(Bloomberg) -- After 16 years and billions of dollars in investments, General Motors Co. faces a decision in South Korea: stay or leave.
GM international chief Barry Engle plans to meet South Korean officials this week in a last-ditch effort to salvage a deal for the local unit. Hit by union tensions, shifting customer tastes and mounting losses, GM Korea has an April 20 deadline to submit a turnaround proposal to the government. The unit is seeking concessions from unions as a condition to its plan -- and has threatened to file for bankruptcy if it doesn’t get what it wants.
Chief Executive Officer Mary Barra had no qualms about leaving Europe, India and Russia and has said South Korea gets no special treatment as the carmaker sharpens its focus on profitability. An exit would mean GM ceding one of its major production bases, leaving the company increasingly relying on China for the future of its Asian business.
“Something can’t be a nice-to-do or a good-thing-to-do, but it really has to generate a return,” Barra told investors at a Bank of America Merrill Lynch event in New York on March 28. “Most of you are aware of the significant actions that we’ve taken to exit or restructure lower-return parts of our business over the last number years, and we’re currently very involved in this in South Korea.”
A departure would end GM’s effort to build South Korea into one of its manufacturing powerhouses, a project that began with the purchase of Daewoo Motor Co. assets for $1.2 billion in 2002. After thriving initially -- the unit exported to about 150 countries by 2012 -- it has been hurt in recent years as stiff competition forced GM to withdraw from several major European and Asian markets.
In particular, the division was hit by the Detroit-based automaker’s decisions in 2013 to halt sales of its Chevrolet brand in Europe; to pull back in Russia in 2015; and, last year to stop selling in India. GM built cars in South Korea for the European markets and also produced parts to be sent to emerging countries for assembly, known as completely knocked down kits. Local South Korean sales have also waned amid tough local competition.
The setbacks made GM’s South Korean operations so unprofitable that even its proposed $2.8 billion in new investment and $2.7 billion debt-for-equity swap could prove insufficient to ensure the unit’s revival, said Lee Hang-koo, a senior research fellow at state-run Korea Institute for Industrial Economics & Trade, who has met with GM executives.
“GM Korea has lost its role as an export base and its local sales have collapsed,” said Lee. “GM has said that it would be inevitable for them to follow suit of the Australia case if the cost at the Korea business keeps rising.”

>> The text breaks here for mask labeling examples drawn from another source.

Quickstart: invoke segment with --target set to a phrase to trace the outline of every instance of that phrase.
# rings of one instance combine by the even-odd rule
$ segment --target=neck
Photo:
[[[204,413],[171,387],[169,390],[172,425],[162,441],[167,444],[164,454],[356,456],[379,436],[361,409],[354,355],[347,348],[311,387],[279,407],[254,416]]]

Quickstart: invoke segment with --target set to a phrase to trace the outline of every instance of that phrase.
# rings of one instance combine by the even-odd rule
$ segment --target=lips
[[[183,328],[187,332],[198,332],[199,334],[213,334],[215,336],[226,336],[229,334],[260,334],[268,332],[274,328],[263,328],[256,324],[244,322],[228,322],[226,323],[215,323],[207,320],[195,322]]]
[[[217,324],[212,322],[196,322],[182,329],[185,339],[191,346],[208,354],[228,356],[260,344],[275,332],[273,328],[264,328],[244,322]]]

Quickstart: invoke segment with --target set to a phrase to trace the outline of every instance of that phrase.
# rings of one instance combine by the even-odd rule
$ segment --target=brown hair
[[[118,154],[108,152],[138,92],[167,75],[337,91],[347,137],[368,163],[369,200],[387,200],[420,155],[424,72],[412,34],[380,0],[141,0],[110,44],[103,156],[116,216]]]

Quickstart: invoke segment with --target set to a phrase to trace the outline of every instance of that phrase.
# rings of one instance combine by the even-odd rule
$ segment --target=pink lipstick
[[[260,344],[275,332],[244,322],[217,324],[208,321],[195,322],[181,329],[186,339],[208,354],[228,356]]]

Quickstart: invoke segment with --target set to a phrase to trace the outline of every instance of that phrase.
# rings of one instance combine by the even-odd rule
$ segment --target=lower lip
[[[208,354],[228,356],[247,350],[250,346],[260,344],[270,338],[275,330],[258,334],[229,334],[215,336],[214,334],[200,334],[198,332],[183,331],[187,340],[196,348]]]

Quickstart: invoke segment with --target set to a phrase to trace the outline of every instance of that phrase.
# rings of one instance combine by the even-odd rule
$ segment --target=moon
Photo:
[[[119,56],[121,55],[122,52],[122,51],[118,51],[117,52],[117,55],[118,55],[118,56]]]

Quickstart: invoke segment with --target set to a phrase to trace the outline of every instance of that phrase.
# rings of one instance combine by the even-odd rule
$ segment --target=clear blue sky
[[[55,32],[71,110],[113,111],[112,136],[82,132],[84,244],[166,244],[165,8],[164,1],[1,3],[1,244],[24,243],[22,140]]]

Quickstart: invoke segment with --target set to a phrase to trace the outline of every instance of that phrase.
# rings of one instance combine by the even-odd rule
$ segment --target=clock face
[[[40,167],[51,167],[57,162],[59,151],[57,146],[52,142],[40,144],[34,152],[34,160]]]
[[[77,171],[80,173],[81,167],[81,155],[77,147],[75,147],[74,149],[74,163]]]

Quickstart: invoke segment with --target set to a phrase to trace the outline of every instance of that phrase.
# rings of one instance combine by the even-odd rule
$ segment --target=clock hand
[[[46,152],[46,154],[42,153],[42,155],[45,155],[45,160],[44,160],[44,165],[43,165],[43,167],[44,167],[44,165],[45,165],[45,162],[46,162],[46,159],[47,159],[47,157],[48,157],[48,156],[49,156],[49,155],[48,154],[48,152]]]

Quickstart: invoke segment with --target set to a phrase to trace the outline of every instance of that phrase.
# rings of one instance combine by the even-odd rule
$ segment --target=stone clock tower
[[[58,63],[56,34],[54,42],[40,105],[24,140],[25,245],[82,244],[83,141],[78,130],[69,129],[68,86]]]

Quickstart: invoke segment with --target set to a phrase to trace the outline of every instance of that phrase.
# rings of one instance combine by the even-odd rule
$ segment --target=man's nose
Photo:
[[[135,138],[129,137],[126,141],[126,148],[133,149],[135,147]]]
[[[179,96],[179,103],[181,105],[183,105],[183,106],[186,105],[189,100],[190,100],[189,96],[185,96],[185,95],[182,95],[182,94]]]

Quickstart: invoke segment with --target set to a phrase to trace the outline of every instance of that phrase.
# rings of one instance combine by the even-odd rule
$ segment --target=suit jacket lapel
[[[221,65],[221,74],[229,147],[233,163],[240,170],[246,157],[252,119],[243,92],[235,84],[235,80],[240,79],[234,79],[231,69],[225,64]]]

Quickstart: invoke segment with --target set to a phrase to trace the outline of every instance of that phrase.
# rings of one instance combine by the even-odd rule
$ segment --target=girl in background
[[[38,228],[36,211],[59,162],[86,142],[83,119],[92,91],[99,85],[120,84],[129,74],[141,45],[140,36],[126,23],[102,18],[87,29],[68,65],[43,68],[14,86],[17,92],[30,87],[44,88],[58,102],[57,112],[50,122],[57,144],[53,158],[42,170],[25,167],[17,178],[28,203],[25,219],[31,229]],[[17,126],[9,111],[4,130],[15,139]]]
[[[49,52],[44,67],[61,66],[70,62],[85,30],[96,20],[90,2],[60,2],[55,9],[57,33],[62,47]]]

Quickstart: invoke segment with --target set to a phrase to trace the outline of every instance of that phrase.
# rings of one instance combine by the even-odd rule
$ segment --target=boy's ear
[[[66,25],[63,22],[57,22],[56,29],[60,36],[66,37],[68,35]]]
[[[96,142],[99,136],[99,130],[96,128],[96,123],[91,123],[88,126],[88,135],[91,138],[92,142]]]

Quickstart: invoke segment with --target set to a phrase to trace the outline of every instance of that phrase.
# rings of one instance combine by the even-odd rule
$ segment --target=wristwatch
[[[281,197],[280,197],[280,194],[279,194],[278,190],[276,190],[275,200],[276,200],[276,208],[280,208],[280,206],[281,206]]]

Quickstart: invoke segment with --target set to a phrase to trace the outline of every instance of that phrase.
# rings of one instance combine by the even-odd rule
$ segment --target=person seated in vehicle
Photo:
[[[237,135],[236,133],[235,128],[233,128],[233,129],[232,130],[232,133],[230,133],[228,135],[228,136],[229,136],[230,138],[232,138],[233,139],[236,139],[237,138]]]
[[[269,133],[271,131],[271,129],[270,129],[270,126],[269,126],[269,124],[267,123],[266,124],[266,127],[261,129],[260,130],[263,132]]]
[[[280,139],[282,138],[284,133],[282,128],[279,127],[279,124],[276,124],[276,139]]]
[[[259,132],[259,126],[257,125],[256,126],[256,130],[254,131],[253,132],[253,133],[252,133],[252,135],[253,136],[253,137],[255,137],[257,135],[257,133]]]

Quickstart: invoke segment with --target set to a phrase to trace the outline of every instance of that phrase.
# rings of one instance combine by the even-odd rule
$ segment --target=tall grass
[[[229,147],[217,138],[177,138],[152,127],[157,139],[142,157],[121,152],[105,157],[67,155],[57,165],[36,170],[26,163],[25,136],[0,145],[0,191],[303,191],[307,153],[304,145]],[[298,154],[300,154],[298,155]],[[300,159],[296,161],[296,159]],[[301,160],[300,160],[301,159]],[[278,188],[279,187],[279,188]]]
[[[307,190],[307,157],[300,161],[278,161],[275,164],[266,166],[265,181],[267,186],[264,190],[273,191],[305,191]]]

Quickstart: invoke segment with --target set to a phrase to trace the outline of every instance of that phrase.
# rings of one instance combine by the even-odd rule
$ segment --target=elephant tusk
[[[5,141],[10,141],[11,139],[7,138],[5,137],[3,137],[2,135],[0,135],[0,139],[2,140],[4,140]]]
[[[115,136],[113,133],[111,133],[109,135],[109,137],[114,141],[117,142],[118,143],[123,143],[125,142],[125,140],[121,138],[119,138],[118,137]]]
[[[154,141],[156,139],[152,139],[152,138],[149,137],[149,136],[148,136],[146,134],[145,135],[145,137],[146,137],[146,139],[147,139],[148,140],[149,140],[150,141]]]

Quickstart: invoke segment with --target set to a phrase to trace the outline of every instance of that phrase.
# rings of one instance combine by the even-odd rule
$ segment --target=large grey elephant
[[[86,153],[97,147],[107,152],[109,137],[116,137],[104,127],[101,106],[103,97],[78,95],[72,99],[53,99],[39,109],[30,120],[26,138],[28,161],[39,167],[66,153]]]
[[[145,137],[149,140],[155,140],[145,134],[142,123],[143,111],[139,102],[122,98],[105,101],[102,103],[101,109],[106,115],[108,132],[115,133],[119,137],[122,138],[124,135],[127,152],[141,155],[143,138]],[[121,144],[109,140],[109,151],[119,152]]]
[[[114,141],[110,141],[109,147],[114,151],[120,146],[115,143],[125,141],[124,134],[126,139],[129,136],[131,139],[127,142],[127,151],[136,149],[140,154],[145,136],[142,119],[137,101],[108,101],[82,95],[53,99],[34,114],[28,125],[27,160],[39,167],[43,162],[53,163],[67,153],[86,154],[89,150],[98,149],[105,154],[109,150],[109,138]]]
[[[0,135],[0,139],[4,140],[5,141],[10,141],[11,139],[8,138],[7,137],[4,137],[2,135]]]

In South Korea, the country’s strong labor unions have presented an impediment. Even as orders plunged, contracts with the labor organizations led to rising wages, keeping costs high. The unit accumulated losses of 1.95 trillion won ($1.8 billion) in the three years through 2016, according to regulatory filings.
In return for its proposed investments, GM Korea is demanding that unions agree to its cost-reduction plan, and it’s also asking the government to grant its facilities a status that would bring tax benefits.The state-funded Korea Development Bank, which holds a minority stake in GM Korea, has said it may inject fresh funds into the business after assessing its prospects.
“There has to be determination by the two sides so that we can relieve the impact on our stakeholders including customers, suppliers and dealers,” said Park Haeho, a spokesman for GM. “We are committed to carrying out the turnaround plan.”